Hive Blob Optimization Known Issue CTAS query is failing to move final output data from HDFS to S3 bucket. - isgaur/AWS-BigData-Solutions GitHub Wiki
-
set hive.blobstore.optimizations.enabled=false;
-
create database destination location 's3://athinaiad/hivestore/destination';
-
CREATE EXTERNAL TABLE IF NOT EXISTS testEmpty (name STRING, gender STRING, age INT, company STRING, city STRING )
ROW FORMAT DELIMITED FIELDS TERMINATED BY ',' LINES TERMINATED BY '\n' STORED AS TEXTFILE LOCATION 's3://athenaiad/datasources/searchablefiles2/';
-
CREATE TABLE IF NOT EXISTS destination.whoBasic2 AS SELECT name, gender, age FROM testEmpty where 1!=1;
With the above, check whether the SELECT query in CTAS is returning any data.

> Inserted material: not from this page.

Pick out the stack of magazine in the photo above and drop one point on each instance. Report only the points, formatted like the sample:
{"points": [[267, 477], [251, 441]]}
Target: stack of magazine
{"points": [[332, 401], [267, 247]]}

- Hive is not renaming a temporary directory correctly when hive.blobstore.optimizations.enabled=false is set and a query returns 0 records. Hence, the job is not able to find directory to upload and fails.
-- If you are absolutely sure that your query is going to return 0 records all the time then you can set hive.blobstore.use.blobstore.as.scratchdir=true and your table can be created with the same query.
-- But if you are not sure if your query returns 0 or more records, I suggest you to check if your "select col1,col2 from " returns 0 record and set hive.blobstore.use.blobstore.as.scratchdir=true before running CREATE TABLE AS SELECT query and then set it back hive.blobstore.use.blobstore.as.scratchdir=false.